The echo chamber of the blogosphere is concerned about too much derivative content lacking in original thought. Fortunately, the crap usually sinks to the bottom of the data pool.

The echo chamber of the blogosphere is concerned about too much refactored content and a lack of original thought in the raging river of blog posts flowing into feed readers and Web crawlers (see Techmeme). There are many worse problems in the world than what is sometimes unpleasantly called blogorrhea. You could be a blogger in China dancing around government censorship.

Internet and Web 2.0 technologies have allowed anyone to be a writer, publisher, and pundit just by clicking the publish button. Along with the flood of interesting and insightful content comes the boring and feckless.

Matthew Hurst

It's up to individuals and algorithms to sort out the more useful, value-added content. Hopefully, it floats to the top. You can complain about me-too, derivative content without much value add, but we aren't going to have a priesthood that decides who is allowed to publish. blogorrhea in a democracy is incurable. We should continue to celebrate the blog revolution and vote with our gestures of attention.

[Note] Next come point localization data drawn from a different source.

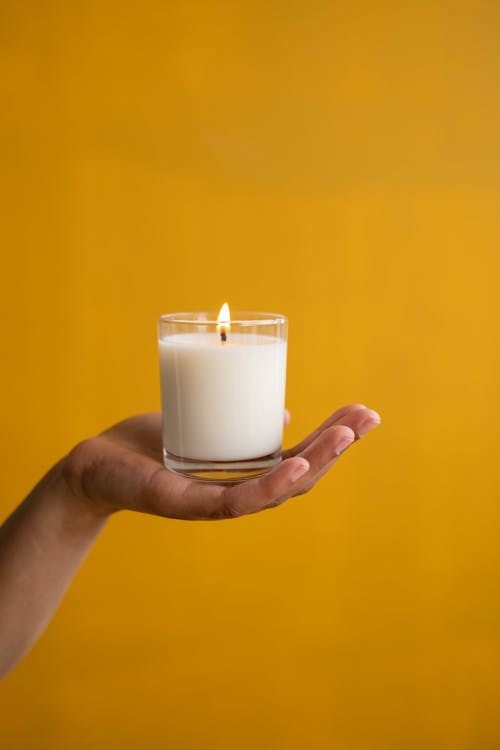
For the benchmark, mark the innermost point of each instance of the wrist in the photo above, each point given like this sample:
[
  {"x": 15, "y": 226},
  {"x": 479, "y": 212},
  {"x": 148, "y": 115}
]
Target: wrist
[{"x": 75, "y": 513}]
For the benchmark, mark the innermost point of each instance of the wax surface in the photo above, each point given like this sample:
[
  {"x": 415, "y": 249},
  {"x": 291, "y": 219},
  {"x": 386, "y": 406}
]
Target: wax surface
[{"x": 222, "y": 401}]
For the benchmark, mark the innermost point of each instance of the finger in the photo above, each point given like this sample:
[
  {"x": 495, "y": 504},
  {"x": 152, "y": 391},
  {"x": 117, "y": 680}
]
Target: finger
[
  {"x": 259, "y": 493},
  {"x": 141, "y": 433},
  {"x": 351, "y": 414},
  {"x": 323, "y": 453}
]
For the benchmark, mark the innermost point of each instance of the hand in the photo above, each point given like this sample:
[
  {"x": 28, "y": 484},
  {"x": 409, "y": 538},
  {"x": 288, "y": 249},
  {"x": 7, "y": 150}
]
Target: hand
[{"x": 122, "y": 469}]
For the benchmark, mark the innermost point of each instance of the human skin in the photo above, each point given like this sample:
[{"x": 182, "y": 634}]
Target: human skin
[{"x": 45, "y": 540}]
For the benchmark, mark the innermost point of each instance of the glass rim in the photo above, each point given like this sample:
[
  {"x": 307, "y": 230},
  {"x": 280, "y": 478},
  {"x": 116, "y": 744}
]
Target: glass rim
[{"x": 238, "y": 318}]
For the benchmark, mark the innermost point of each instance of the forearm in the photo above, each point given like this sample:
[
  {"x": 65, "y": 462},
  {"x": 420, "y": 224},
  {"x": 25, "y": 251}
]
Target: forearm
[{"x": 42, "y": 545}]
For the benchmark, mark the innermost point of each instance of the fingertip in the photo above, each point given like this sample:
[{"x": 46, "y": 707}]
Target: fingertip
[
  {"x": 300, "y": 466},
  {"x": 342, "y": 436}
]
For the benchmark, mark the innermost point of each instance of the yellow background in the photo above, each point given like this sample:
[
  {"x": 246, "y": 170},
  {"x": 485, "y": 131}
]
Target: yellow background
[{"x": 334, "y": 161}]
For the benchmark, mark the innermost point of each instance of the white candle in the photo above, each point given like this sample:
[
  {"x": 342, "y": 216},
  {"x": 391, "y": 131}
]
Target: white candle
[{"x": 222, "y": 400}]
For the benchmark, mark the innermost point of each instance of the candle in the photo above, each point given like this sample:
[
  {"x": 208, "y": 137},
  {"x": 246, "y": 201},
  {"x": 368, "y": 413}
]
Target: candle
[{"x": 223, "y": 391}]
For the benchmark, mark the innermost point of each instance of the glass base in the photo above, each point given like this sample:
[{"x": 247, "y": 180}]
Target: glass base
[{"x": 222, "y": 472}]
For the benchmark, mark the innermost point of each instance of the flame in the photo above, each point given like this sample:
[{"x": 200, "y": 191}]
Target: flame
[{"x": 224, "y": 319}]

Covering the technology industry is similar to covering sports or other topics that have a passionate core of fans. There are teams (companies), players (personalities), games (competing products and services). Tech information moves at fairly high velocity. Blogs that can deliver the play by play and color commentary with accuracy, authority, and speed will be valued by fans. That's what we try to do every day at CNET News.com.

The debate over whether a blogger is a journalist is a dead end. The basic principles of journalism--like fact checking--should be a benchmark for both blogs and so-called mainstream media. Many of the popular technology blogs are staffed by experienced journalists. Many bloggers without formal journalism training have earned their stripes, although some play too loose and fast and don't add enough to move the conversation forward.

Moving the conversation forward is what the blogosphere does best. It starts with an original thought or angle, a scoop of perception, and others add their own perspectives and discoveries to the data pool. You end up with a rich "web" of information and links about a particular item.

Dealing with the blogorrhea factor--the overflow of rather useless contributions to the data pool--is problematic, but don't blame Techmeme or your feed reader. In an ideal world, the crap sinks to the bottom of the pool.